C'est par un piqué du nez généralisé que les marchés boursiers de la planète ont accueilli hier les résultats de l'élection présidentielle américaine. Cette réaction n'était pas tant un jugement négatif à l'endroit de la réélection de Barack Obama que la froide constatation du merdier dans lequel doit maintenant se dépêtrer la première puissance économique mondiale.

Tous les analystes financiers n'en avaient hier que pour l'imminence du danger que les États-Unis se retrouvent bientôt plongés dans le gouffre du précipice fiscal.

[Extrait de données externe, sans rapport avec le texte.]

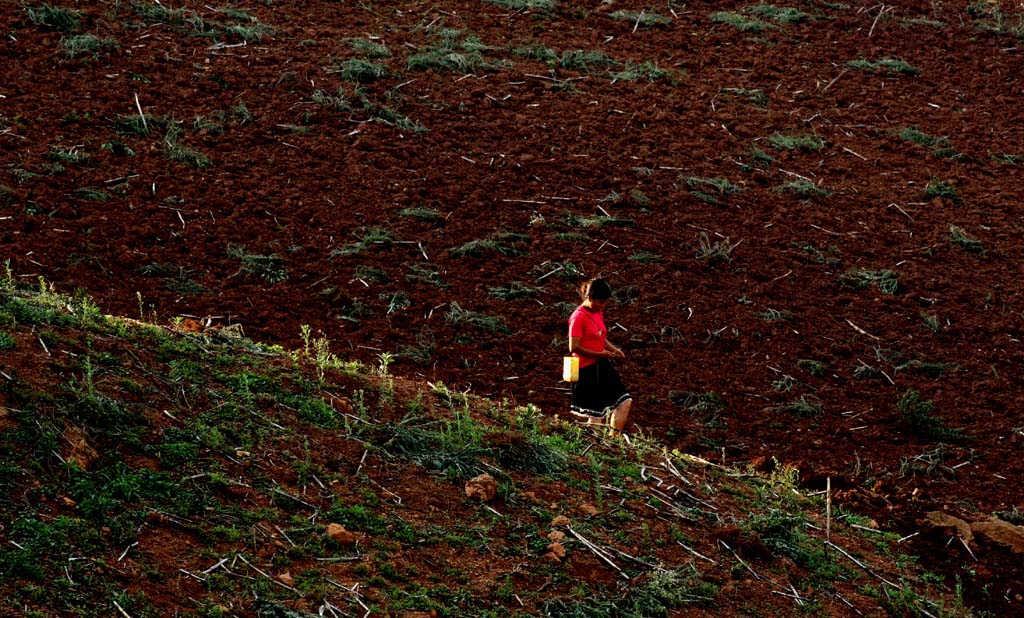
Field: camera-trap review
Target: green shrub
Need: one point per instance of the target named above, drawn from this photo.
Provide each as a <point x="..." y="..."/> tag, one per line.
<point x="858" y="278"/>
<point x="808" y="143"/>
<point x="54" y="17"/>
<point x="918" y="414"/>
<point x="364" y="72"/>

On le sait, le président et le Congrès doivent s'entendre sur les façons de résorber le déficit de plus de 1100 milliards de dollars du gouvernement américain d'ici le 1er janvier à défaut de quoi des coupes budgétaires et des hausses d'impôt automatiques de 600 milliards vont être mises en branle.

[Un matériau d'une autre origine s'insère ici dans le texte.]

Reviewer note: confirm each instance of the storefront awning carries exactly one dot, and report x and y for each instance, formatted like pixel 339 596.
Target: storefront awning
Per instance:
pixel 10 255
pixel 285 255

Selon les économistes, la réalisation de ce scénario retrancherait 4% du produit intérieur brut américain et replongerait le pays en récession. Rien de moins.

Personne ne souhaite évidemment qu'une telle éventualité se produise, mais tous se souviennent du long bras de fer qui a opposé durant l'été 2011 le président Obama et le Congrès lors du débat visant le déplafonnement de la dette américaine qui se chiffrait à l'époque à 14 300 milliards.

Pour éviter de plonger le pays dans le précipice fiscal, le président Obama et le Congrès doivent trouver un compromis pour réduire la taille du déficit budgétaire et ils devront par la suite s'entendre sur un nouveau déplafonnement de la dette qui se chiffre aujourd'hui à 16 210 milliards.

L'éventualité que la première économie mondiale retombe en récession est donc un motif sérieux d'inquiétude pour les marchés boursiers du monde entier.

Mais c'en est un aussi pour les acteurs de l'économie canadienne et québécoise qui ne peuvent se permettre de voir leur principal client sombrer dans la dépression et cesser soudainement d'acheter leurs produits et services.

Bien plus qu'une source d'inquiétude, le saut possible des États-Unis dans le précipice fiscal est avant tout le résultat d'une guerre idéologique totalement absurde que mènent sans relâche les républicains afin de maintenir les privilèges fiscaux des mieux nantis et réduire au maximum l'intervention de l'État.

Ce braquage idéologique est toutefois bien réel et Barack Obama aura fort à faire pour trouver un terrain d'entente qui lui permette ensuite de mettre en place les mesures en vue d'un vrai retour à la prospérité.

Parce que la situation s'améliore aux États-Unis. La création d'emplois semble vouloir se raffermir. Après des années d'aphonie, la construction résidentielle reprend du tonus. La valeur des maisons existantes s'apprécie. La confiance des consommateurs est à un sommet des quatre dernières années.

La réélection de Barack Obama, un président de «gauche», est loin d'être une menace pour l'économie et les marchés boursiers. C'est plutôt le contraire. Historiquement, c'est sous les présidences démocrates que les marchés boursiers américains enregistrent leur meilleure valorisation.

Il faut aussi rappeler que c'est sous la présidence de Bill Clinton, encore un démocrate, que les États-Unis ont enregistré la meilleure performance économique de leur histoire entre 1993 et 2000, en alignant 116 mois consécutifs de croissance soutenue, du jamais vu auparavant.

Durant les huit années de règne Clinton, le taux de croissance économique moyen a été de 4%. Il s'est créé 22,5 millions d'emplois, le taux de chômage est passé de 7,5% à 5% alors que le taux d'impôt des nantis est passé de 31% à 40%.

C'est sous Clinton que la Bourse américaine a enregistré la plus forte valorisation de son histoire, alors que l'indice Dow Jones est passé de 3400 points à 10 000 points, générant ainsi un rendement de 230%.

Lorsque Clinton a pris la présidence en janvier 1993, le gouvernement américain affichait un déficit de 290 milliards. Lorsqu'il a laissé, en 2000, les États-Unis enregistraient un surplus budgétaire de 237 milliards et avait remboursé 363 milliards de leur dette, du jamais vu en 30 ans.

Au cours des deux premières années de son mandat où il a dû manoeuvrer en mode de gestion de crise, Barack Obama n'a épaté personne avec ses politiques économiques.

Il amorce un deuxième mandat où il ne rééditera jamais la performance de Bill Clinton, tous en conviennent, mais ce serait bien qu'on lui laisse un peu de marge plutôt que de le maintenir en déséquilibre face à précipice idéologique.